As reported by Decrypt, the cryptocurrency exchange Bittrex has agreed to pay $24 million to rectify a lawsuit with the United States Securities and Exchange Commission (SEC), the regulator announced Thursday, August 8th.
The SEC stated that the American exchange conceded to recompense, on a joint and several basis, disgorgement of $14.4 million, prejudgment interest of $4 million, and a civil penalty of $5.6 million totaling $24 million.
The SEC struck Seattle-based Bittrex and its former CEO William Shihara with a lawsuit back in April of 2023, alleging that the Seattle-based exchange had failed to register as a broker-dealer, exchange, and clearing agency. The agency alleged that Bittrex raked in at least $1.3 billion in unlawful earnings between 2017 and 2022.

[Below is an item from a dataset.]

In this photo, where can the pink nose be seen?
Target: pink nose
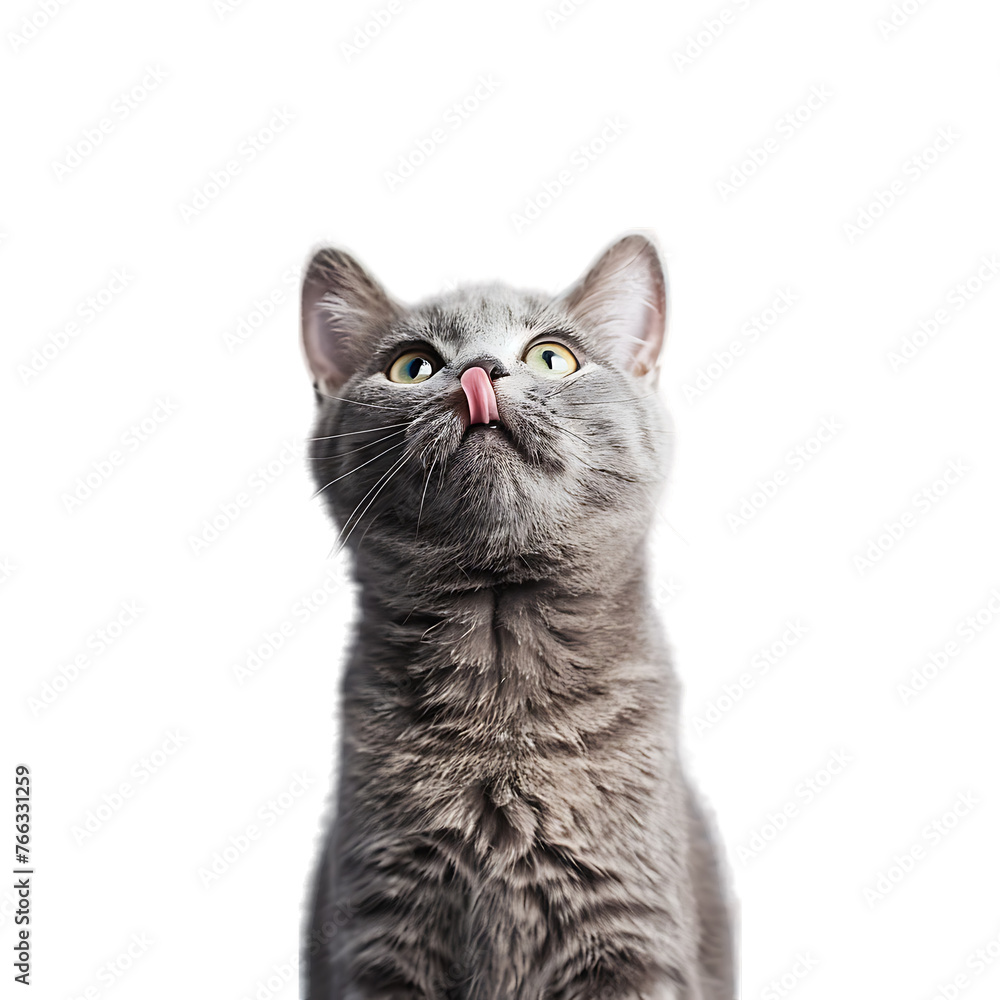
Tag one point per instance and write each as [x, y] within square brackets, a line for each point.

Bittrex allegedly operated as an unregistered broker, national securities exchange and securities intermediary, according to a filing, which claimed the platform earned at least $1.3 billion in revenues from investor transaction fees.
According to an SEC press release on April 17, 2023, the complaint alleged that Bittrex and Shihara, who was the company’s CEO from 2014 to 2019, coordinated with issuers who sought to have their crypto asset made available for trading on Bittrex’s platform to first delete from public channels certain “problematic statements” that Shihara believed would lead a regulator, such as the SEC, to investigate the crypto asset as the offering of a security. For example, in an effort to avoid regulatory scrutiny, before Bittrex would make an asset available on its platform, Bittrex and Shihara instructed issuer-applicants to delete statements related to “price prediction[s],” “expectation of profit,” and other “investment related terms.”
The SEC also alleged that “Bittrex repeatedly chose profits over investor protection," said Gurbir S. Grewal, Director of the SEC’s Division of Enforcement. "As laid out in our complaint, Bittrex’s business model was based on three things: circumventing the registration requirements of the federal securities laws; counseling issuers of crypto asset securities to do the same by altering their offering materials; and combining multiple market intermediary functions under one roof to maximize profits.
"For years, Bittrex worked with token issuers to 'scrub' their online statements of any indicia that they were investment contracts — all in an effort to evade the federal securities laws. They failed," said Gurbir S. Grewal, director of the SEC’s Division of Enforcement, in a statement.
As part of the settlement, Bittrex neither admitted nor denied the SEC's allegations.
Bittrex is a smaller crypto exchange in the United States, but it has been under the scrutiny of regulators and American authorities since 2022.
In 2022, the exchange agreed to pay $29 million to settle enforcement cases with United States authorities for "apparent violations" of sanctions against countries including Iran, Cuba, and Syria.
In May, Bittrex filed for bankruptcy shortly after tapering off its U.S. operations. The exchange said it was not "economically viable" to continue running the exchange in the "current U.S. regulatory and economic environment."